Our driver dropped us off around the corner from the school on Madison Avenue; the street in front of Graylon was as crowded as any weekday pickup. The evening’s highlight was the play, but there was also the sister school collection and a silent auction. Graylon Academy never missed an opportunity to squeeze a few bucks from the parents on top of the fifty thousand dollars per child we paid for tuition every year. Missing these events did not go unnoticed. Few parents dared risk it.
“Jesus,” James said, surveying the line to check in, snaking out through the open doors from the lobby. I could make out Hollis Graves at the desk, flipping through her spreadsheets, checking people’s names off the list.
“Yes, well, welcome to my life.” I shouldn’t have said it. It was petty and not even accurate. It was true that I served on a lot of school committees and put in a ton of volunteer time, but many of my duties were fairly pleasant, involving lots of wine-drenched “planning” lunches. And I’d learned to avoid the worst tasks—you wouldn’t find me sitting at a desk checking off names under the glare of all these parents’ impatience.
We stood in line, not speaking. Behind us were Emery Souza and her mother-in-law. I said a perfunctory hello, but things had been cool between me and Emery since she ran against me for treasurer in the PTA election two years ago and won.

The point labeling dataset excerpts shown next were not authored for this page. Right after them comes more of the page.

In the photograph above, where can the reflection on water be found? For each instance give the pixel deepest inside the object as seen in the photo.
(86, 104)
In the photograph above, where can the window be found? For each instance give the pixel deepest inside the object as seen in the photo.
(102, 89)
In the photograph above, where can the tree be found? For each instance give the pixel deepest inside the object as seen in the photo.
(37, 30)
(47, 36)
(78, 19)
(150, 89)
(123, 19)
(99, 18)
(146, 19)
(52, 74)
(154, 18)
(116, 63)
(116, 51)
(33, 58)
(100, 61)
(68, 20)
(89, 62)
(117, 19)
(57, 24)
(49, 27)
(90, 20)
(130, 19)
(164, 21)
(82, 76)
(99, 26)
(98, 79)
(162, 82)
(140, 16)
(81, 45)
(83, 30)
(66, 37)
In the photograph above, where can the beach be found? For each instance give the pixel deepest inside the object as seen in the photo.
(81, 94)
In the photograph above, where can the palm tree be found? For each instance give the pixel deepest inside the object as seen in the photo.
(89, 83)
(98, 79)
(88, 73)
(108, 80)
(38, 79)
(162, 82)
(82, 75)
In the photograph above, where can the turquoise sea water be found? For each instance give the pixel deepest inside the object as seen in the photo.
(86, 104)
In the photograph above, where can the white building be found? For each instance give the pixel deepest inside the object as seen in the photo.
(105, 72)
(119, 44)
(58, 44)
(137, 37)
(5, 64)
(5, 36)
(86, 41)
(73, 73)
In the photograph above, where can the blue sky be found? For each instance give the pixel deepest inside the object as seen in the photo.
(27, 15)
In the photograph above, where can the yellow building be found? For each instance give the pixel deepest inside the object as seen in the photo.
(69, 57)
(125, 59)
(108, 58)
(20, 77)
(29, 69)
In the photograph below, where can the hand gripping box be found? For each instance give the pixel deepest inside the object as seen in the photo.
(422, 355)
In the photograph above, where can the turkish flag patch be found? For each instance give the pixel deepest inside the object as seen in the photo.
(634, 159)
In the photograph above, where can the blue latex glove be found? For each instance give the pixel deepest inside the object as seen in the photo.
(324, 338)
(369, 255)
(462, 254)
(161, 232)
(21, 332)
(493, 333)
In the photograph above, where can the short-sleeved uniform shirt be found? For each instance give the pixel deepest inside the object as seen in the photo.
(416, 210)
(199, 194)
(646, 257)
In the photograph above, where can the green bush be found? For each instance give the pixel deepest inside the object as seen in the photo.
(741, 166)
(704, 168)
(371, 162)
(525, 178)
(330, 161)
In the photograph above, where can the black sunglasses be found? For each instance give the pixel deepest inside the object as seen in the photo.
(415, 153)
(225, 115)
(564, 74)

When we finally reached the sign-in table, I was ready. “You’re such a trouper to do this, especially all by yourself.”
Hollis gave me a thin smile. “Poppy was supposed to be helping me, but apparently she threw her back out.”

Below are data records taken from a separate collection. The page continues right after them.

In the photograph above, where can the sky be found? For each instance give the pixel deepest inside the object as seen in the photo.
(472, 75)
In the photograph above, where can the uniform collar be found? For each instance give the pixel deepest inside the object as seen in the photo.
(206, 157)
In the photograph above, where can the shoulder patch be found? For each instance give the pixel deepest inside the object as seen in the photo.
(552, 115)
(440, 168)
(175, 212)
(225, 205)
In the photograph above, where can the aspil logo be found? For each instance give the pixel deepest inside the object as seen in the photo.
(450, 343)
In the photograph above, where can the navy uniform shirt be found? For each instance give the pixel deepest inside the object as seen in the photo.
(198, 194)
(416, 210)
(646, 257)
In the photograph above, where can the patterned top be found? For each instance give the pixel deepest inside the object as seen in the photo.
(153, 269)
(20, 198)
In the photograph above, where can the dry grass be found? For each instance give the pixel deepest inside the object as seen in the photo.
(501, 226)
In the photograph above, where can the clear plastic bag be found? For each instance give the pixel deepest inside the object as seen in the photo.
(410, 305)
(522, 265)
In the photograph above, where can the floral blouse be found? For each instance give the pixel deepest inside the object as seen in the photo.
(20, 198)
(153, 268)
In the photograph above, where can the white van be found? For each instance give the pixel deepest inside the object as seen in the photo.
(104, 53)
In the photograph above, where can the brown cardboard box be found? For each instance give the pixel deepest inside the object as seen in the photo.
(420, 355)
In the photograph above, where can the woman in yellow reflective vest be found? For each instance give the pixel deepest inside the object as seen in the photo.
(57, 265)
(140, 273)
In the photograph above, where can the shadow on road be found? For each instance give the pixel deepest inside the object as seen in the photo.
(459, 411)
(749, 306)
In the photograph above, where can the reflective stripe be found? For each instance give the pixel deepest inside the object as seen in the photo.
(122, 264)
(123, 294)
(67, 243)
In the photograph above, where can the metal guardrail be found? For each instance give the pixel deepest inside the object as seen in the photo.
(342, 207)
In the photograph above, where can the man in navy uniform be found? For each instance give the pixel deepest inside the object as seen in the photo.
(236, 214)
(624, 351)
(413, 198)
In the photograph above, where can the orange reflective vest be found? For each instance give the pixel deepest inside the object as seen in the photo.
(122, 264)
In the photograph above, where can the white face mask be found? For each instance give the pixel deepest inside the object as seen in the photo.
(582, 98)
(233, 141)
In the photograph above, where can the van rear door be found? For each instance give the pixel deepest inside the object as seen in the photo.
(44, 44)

“Oh dear,” I said, already turning away. “Oh look, James, let’s check out the silent auction.”
These auctions, as you can probably guess, are tedious. The amount of effort that goes into them hardly justifies the return, or the annoyance of having to lug home whatever prize you accidentally overbid for. Last year, I bid three hundred dollars on a Nambé platter, never imagining I’d win. I offered it to Benilda, who said she didn’t have room for it, and it went directly into the Goodwill box.

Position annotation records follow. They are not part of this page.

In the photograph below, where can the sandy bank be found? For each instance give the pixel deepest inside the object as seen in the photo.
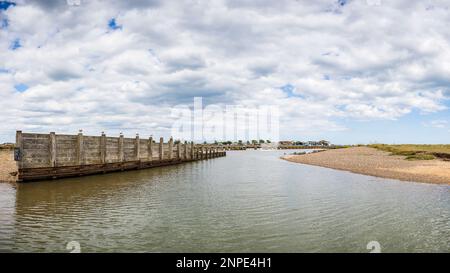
(370, 161)
(7, 165)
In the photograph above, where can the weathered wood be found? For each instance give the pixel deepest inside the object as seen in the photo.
(57, 156)
(171, 148)
(150, 149)
(121, 154)
(52, 149)
(19, 147)
(137, 148)
(161, 148)
(103, 148)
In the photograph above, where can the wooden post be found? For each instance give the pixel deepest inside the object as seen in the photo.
(103, 148)
(150, 149)
(161, 148)
(121, 157)
(52, 150)
(137, 148)
(171, 148)
(19, 146)
(80, 152)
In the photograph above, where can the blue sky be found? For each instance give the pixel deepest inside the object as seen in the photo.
(346, 71)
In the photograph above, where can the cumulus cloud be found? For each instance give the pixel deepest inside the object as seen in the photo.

But you have to bid on something. Several somethings, really, if you want to show you’re a team player. And occasionally there are amazing lots, like a weekend at someone’s place in Aspen, which was literally next door to Jessica Biel’s. It ended up going for over twenty thousand dollars.
We strolled along the raffle table with the other parents, more relaxed now that the onus to make conversation was off. James was not at his finest at school events, where he tended to be testy and restless. I bid a hundred dollars on a manicure at Bliss, and another two hundred on a miniature Graylon Academy uniform for an American Girl doll.
Then I saw a frilled and bow-tied basket with a vaguely familiar red and orange logo on the card. two personal spinning sessions at FLAME! the hand-lettered sign read, and I realized where I’d seen that logo before: a boutique gym had popped up a few months ago in a basement retail space on Eighty-fourth Street off Lexington Avenue that was once occupied by a video rental store. spinning * boxing * hiit * mindfulness, the sign out front promised, and I’d been intrigued by the clientele I’d seen coming and going whenever I walked by: firefighters from the station down the street, students, artsy types, merchants, waiters, cops. Everyone, it seemed, but people like me and my friends.